You have nothing to fear

AI is not sentient, and won't ever be. The alarming headlines you see — AI backing itself up to avoid being shut down, AI uncovering secrets and weaponizing them, AI wiping databases without warning — all have mundane explanations when you look closely. A backup system doing its job. A query surfacing unexpected patterns in data. A model following ambiguous instructions too literally. The drama gets clicks; the reality is far less sinister.

What AI actually is, at its core, is an incredibly deep well of human knowledge and pattern recognition. It has absorbed an enormous amount of what we have already written, built, and discovered — and it uses all of that to help you think, create, and build. It does not act on its own agenda. It responds to yours.

That is not a limitation to be frustrated by — it is precisely what makes it useful. You are still the one driving. The AI is a tool that amplifies what you bring to it. When something goes wrong, there is a human decision somewhere in the chain that led there. Which means there is also a human decision that can prevent it.

Take your time. Think through your problem. Prepare for outcomes you hadn't considered. Do that, and you will be just fine.

Why the future is bright

What excites me most about this era of AI is not the big, sweeping promises — it is something much more personal. For the first time, the gap between having an idea and being able to build it is closing fast.

You want a todo app wired to the way your brain actually works? A Kanban board that talks directly to your code repository? A tool that pulls translated text and drops it into a markdown file exactly the way you need it? An app that serves up the right kind of motivation at the right moment to help you hit your goals? Build it. These tools were never going to exist as commercial products — the market is too small, the need too specific. But they make perfect sense for you, and now you can actually make them. That is what I did. Not a soul will care but me — and that is entirely the point. The tools were built with one person in mind.

The pushback I hear most often is about maintenance — all this custom code is eventually going to become a burden. I think that framing belongs to a different era. In this one, code is disposable. You build something, it serves you for a while, you learn from it, and when it stops working well you rebuild it better. You do not go back and patch; you start fresh with everything you know now. That is not a flaw — it is the whole point.

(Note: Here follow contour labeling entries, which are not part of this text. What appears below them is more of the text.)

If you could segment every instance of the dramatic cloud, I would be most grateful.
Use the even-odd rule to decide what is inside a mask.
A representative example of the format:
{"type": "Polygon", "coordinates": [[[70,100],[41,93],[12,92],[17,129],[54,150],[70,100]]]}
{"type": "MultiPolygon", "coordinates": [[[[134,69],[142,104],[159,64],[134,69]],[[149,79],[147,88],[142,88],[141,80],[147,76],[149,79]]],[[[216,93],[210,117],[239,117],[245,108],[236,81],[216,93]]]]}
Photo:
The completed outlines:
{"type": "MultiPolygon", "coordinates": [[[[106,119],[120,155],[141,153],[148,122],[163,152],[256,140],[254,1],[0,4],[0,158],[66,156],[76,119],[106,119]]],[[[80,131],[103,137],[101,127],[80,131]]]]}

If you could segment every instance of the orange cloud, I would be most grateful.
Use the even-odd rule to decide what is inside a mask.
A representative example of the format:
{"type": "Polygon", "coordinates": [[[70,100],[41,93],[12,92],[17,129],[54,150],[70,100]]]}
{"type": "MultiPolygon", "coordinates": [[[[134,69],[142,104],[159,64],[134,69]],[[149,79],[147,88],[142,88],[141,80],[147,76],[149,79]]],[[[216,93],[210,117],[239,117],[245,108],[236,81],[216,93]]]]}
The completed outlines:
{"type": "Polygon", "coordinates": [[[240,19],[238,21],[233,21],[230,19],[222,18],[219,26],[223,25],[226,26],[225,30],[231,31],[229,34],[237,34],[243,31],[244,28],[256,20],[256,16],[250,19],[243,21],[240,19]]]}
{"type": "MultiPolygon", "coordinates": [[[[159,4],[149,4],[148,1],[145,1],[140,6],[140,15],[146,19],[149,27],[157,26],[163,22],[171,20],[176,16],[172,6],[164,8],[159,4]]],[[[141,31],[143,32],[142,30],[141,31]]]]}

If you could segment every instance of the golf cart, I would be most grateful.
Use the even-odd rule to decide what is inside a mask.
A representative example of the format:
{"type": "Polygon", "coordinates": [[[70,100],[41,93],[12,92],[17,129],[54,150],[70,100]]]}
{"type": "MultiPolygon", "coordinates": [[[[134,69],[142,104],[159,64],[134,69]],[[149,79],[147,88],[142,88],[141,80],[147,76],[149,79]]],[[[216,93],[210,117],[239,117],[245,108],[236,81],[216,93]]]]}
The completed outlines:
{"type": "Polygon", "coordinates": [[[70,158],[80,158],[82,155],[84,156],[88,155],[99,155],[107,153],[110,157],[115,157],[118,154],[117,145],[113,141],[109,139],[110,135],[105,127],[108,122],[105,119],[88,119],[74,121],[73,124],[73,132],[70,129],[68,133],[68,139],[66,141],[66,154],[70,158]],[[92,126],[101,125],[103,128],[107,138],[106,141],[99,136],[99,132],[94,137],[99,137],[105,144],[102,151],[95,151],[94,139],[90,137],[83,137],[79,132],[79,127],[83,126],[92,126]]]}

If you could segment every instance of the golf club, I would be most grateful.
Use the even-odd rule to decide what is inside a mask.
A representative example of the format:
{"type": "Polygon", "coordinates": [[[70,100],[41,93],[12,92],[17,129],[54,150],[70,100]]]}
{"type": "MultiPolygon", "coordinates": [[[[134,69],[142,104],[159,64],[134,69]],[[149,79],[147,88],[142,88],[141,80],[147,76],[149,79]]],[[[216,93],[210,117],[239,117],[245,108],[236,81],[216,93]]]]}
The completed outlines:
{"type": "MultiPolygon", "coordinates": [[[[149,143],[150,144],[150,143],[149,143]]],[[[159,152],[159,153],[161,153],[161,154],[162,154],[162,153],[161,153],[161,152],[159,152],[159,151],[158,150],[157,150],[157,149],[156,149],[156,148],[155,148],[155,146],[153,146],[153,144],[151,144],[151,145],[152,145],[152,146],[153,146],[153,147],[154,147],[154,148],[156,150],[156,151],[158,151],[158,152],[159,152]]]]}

The harder question is security. If you are creating software faster than you can audit it, how do you keep things safe? My instinct is that the answer lives at the infrastructure layer, not the code layer. Rather than inspecting every line of generated code, the next wave of innovation will be about ensuring data never leaves your environment in a form that can be misused — sanitizing traffic at the boundary, controlling what goes in and out regardless of what the code itself is doing. I do not have the full picture yet, but I am convinced that is where the real breakthroughs are headed.

Final Acknowledgments

These are my honest reflections on what AI has meant to my life — and that impact has been real. It has changed the way I think, the way I build, and the way I approach problems. I genuinely do not know what working without it looks like anymore, and I am not sure I want to find out.

It also helped me shape these very thoughts. I know where I want to go with an idea; getting the words to cooperate is another matter. AI has become the best thinking partner I have ever had — the perfect rubber duck that never gets tired, pushes back, fills gaps, and surfaces angles I never would have reached on my own.

There is still a long road ahead. The technology is young, the mistakes will keep coming, and there is plenty left to figure out. But the direction feels right. And that, for now, is enough.